SciGisPy: a Novel Metric for Biomedical Text Simplification via Gist Inference Score
Chen Lyu, Gabriele Pergola
TL;DR
The paper tackles the challenge of evaluating automatic text simplification in the biomedical domain, where general metrics fail to capture gist comprehension. It introduces SciGisPy, a GIS-inspired, domain-adapted metric that incorporates semantic chunking, Information Content-based hypernym measures, and biomedical embeddings to better assess how simplified text facilitates gist inferences. Through extensive ablation on the Cochrane dataset, SciGisPy outperforms the original GIS formulation, with a notable increase in correctly identified simplified texts (84% on the test set vs 44.8% initially reported). The work demonstrates that tailoring gist-based evaluation to biomedical content yields more accurate assessments of simplification quality and has practical implications for designing accessible biomedical communications.
Abstract
Biomedical literature is often written in highly specialized language, posing significant comprehension challenges for non-experts.

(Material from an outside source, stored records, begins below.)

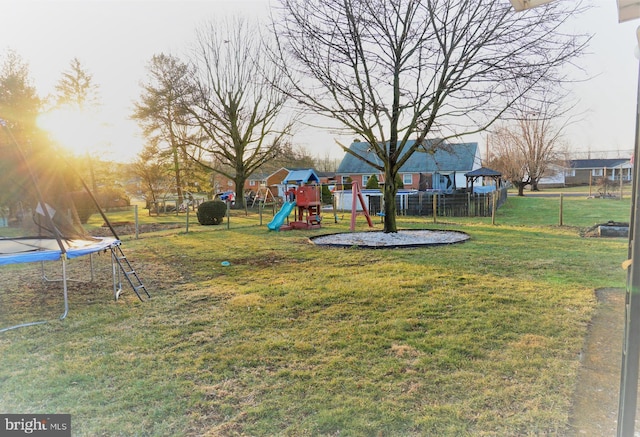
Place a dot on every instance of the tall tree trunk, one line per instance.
(389, 193)
(178, 175)
(239, 181)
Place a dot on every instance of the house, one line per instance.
(588, 171)
(441, 169)
(275, 181)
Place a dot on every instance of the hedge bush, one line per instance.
(212, 212)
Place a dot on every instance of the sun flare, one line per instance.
(78, 131)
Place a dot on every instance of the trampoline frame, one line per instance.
(73, 249)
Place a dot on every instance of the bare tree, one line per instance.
(76, 88)
(392, 71)
(162, 116)
(234, 103)
(526, 146)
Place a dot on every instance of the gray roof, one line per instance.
(446, 158)
(483, 171)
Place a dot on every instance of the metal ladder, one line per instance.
(129, 273)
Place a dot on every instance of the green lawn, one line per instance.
(480, 338)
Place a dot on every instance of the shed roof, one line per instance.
(483, 171)
(448, 157)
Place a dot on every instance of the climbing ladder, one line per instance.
(127, 270)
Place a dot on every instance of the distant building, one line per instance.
(443, 169)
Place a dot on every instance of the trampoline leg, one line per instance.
(64, 286)
(115, 274)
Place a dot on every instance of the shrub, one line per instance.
(212, 212)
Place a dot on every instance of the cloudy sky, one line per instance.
(115, 39)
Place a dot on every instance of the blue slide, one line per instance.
(280, 217)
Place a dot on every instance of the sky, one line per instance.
(115, 39)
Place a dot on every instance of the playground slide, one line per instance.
(280, 217)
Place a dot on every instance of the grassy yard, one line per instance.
(480, 338)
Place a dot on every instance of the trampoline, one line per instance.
(37, 249)
(44, 204)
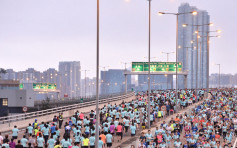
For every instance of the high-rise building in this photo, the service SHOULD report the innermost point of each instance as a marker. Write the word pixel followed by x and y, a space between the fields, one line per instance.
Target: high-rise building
pixel 192 46
pixel 70 78
pixel 113 81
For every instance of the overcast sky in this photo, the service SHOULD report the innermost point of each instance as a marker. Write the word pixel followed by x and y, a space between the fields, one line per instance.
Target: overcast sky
pixel 40 33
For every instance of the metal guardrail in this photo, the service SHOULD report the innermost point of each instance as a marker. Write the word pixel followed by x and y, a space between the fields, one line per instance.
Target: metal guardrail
pixel 12 118
pixel 78 99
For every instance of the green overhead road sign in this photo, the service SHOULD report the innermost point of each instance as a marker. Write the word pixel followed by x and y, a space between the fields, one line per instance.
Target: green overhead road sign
pixel 44 86
pixel 156 66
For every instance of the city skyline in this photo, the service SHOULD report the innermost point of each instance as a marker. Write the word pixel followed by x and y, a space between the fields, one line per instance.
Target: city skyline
pixel 61 36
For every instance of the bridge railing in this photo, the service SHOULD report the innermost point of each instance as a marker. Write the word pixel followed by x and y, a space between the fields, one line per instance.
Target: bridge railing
pixel 76 100
pixel 13 118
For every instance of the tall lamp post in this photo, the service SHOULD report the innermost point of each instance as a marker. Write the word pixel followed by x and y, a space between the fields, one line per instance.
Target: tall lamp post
pixel 219 75
pixel 97 76
pixel 149 66
pixel 85 80
pixel 177 46
pixel 167 53
pixel 104 75
pixel 125 77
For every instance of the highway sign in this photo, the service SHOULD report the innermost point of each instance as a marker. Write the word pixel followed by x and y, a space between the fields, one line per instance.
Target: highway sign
pixel 163 108
pixel 21 86
pixel 44 86
pixel 24 109
pixel 156 66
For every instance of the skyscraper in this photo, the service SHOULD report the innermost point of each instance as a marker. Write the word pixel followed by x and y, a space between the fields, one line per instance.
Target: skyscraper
pixel 70 78
pixel 192 46
pixel 113 81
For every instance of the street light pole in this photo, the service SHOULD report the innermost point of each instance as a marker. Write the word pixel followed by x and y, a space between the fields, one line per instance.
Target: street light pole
pixel 177 46
pixel 85 80
pixel 97 78
pixel 125 77
pixel 149 60
pixel 219 75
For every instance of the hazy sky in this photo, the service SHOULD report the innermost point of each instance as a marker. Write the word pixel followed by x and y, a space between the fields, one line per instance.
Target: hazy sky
pixel 40 33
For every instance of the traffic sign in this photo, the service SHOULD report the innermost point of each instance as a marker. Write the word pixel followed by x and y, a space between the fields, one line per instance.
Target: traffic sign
pixel 163 108
pixel 156 66
pixel 24 109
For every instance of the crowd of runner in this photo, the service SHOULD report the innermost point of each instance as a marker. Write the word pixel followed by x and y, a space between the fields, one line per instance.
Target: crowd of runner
pixel 211 124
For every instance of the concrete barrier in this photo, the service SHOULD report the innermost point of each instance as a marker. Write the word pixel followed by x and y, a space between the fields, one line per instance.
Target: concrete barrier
pixel 48 118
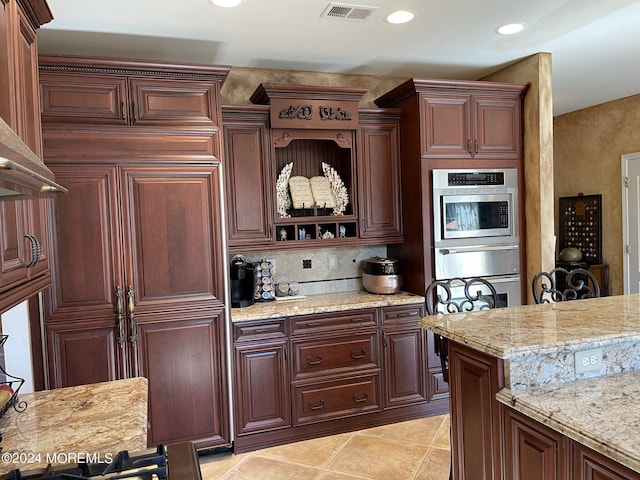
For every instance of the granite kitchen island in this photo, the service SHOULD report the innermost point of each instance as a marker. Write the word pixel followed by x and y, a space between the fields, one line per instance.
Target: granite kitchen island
pixel 519 404
pixel 87 422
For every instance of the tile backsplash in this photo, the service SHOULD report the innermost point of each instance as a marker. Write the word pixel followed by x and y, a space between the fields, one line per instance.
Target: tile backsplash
pixel 318 271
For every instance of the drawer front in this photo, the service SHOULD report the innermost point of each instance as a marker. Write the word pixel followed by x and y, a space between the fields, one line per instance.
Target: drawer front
pixel 263 329
pixel 326 400
pixel 334 321
pixel 402 314
pixel 330 355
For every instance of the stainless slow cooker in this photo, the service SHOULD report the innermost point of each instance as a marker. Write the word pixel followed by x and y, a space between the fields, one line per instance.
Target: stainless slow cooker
pixel 381 275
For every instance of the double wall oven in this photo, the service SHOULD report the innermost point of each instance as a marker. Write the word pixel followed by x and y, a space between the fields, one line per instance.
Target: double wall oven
pixel 476 232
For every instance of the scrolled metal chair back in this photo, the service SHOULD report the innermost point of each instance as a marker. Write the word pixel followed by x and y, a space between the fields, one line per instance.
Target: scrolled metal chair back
pixel 477 294
pixel 561 285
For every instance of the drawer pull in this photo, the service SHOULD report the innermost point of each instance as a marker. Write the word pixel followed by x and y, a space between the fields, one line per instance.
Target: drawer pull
pixel 358 356
pixel 314 362
pixel 316 407
pixel 364 398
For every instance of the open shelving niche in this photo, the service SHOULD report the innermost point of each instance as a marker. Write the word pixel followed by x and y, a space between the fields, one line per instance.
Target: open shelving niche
pixel 312 126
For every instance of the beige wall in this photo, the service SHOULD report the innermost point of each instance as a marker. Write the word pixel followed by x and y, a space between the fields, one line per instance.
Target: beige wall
pixel 535 71
pixel 588 145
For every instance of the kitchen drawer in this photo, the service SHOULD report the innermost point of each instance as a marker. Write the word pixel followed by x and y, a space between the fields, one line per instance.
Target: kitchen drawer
pixel 334 354
pixel 259 330
pixel 330 322
pixel 402 314
pixel 321 401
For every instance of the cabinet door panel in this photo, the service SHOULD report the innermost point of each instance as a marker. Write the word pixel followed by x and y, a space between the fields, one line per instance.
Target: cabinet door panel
pixel 84 99
pixel 262 388
pixel 379 194
pixel 86 264
pixel 446 132
pixel 166 101
pixel 498 130
pixel 533 451
pixel 248 184
pixel 173 226
pixel 404 367
pixel 81 353
pixel 183 361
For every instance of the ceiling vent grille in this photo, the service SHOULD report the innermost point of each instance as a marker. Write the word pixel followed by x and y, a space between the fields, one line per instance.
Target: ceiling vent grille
pixel 358 13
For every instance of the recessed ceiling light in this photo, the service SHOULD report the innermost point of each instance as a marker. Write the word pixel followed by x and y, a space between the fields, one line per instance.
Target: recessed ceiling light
pixel 400 16
pixel 226 3
pixel 511 28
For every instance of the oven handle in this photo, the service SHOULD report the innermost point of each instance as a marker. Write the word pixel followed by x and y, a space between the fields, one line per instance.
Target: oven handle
pixel 506 248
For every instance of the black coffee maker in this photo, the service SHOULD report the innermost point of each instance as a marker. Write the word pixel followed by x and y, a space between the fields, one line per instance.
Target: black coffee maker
pixel 242 282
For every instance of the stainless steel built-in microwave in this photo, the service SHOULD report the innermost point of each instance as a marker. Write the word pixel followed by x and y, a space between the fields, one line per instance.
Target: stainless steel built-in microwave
pixel 475 206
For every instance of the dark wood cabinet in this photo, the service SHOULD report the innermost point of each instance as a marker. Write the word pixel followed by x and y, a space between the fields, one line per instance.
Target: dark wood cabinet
pixel 261 377
pixel 267 144
pixel 137 265
pixel 476 426
pixel 185 362
pixel 130 98
pixel 319 374
pixel 405 356
pixel 249 184
pixel 380 211
pixel 23 223
pixel 590 465
pixel 533 451
pixel 448 124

Automatic text simplification (ATS) offers a solution by making such texts more accessible while preserving critical information. However, evaluating ATS for biomedical texts is still challenging due to the limitations of existing evaluation metrics. General-domain metrics like SARI, BLEU, and ROUGE focus on surface-level text features, and readability metrics like FKGL and ARI fail to account for domain-specific terminology or assess how well the simplified text conveys core meanings (gist). To address this, we introduce SciGisPy, a novel evaluation metric inspired by Gist Inference Score (GIS) from Fuzzy-Trace Theory (FTT). SciGisPy measures how well a simplified text facilitates the formation of abstract inferences (gist) necessary for comprehension, especially in the biomedical domain. We revise GIS for this purpose by introducing domain-specific enhancements, including semantic chunking, Information Content (IC) theory, and specialized embeddings, while removing unsuitable indexes. Our experimental evaluation on the Cochrane biomedical text simplification dataset demonstrates that SciGisPy outperforms the original GIS formulation, with a significant increase in correctly identified simplified texts (84% versus 44.8%). The results and a thorough ablation study confirm that SciGisPy better captures the essential meaning of biomedical content, outperforming existing approaches.